Improving Dialogue State Tracking by Discerning the Relevant Context
This work addresses a specific bottleneck in dialogue state tracking for conversational AI systems, offering incremental improvements in accuracy.
The paper tackles the problem of distinguishing relevant dialogue history in dialogue state tracking by proposing a framework that identifies context based on slot-value changes and weighted system utterances, improving joint goal accuracy by 2.75% on WoZ 2.0 and 2.36% on MultiWoZ 2.0 restaurant domain datasets over the previous state-of-the-art.
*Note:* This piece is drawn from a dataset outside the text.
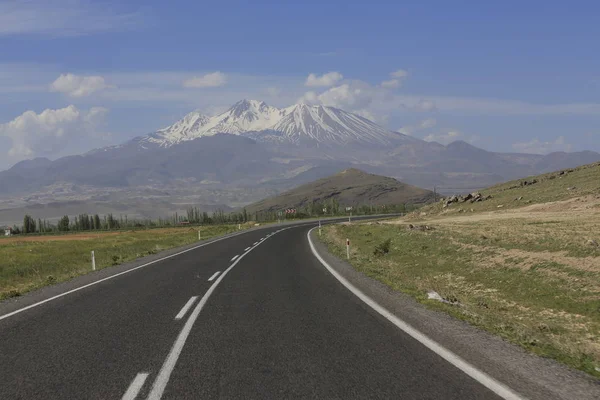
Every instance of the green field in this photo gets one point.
(31, 262)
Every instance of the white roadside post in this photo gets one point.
(348, 248)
A typical conversation comprises of multiple turns between participants where they go back-and-forth between different topics. At each user turn, dialogue state tracking (DST) aims to estimate user's goal by processing the current utterance. However, in many turns, users implicitly refer to the previous goal, necessitating the use of relevant dialogue history. Nonetheless, distinguishing relevant history is challenging and a popular method of using dialogue recency for that is inefficient. We, therefore, propose a novel framework for DST that identifies relevant historical context by referring to the past utterances where a particular slot-value changes and uses that together with weighted system utterance to identify the relevant context. Specifically, we use the current user utterance and the most recent system utterance to determine the relevance of a system utterance. Empirical analyses show that our method improves joint goal accuracy by 2.75% and 2.36% on WoZ 2.0 and MultiWoZ 2.0 restaurant domain datasets respectively over the previous state-of-the-art GLAD model.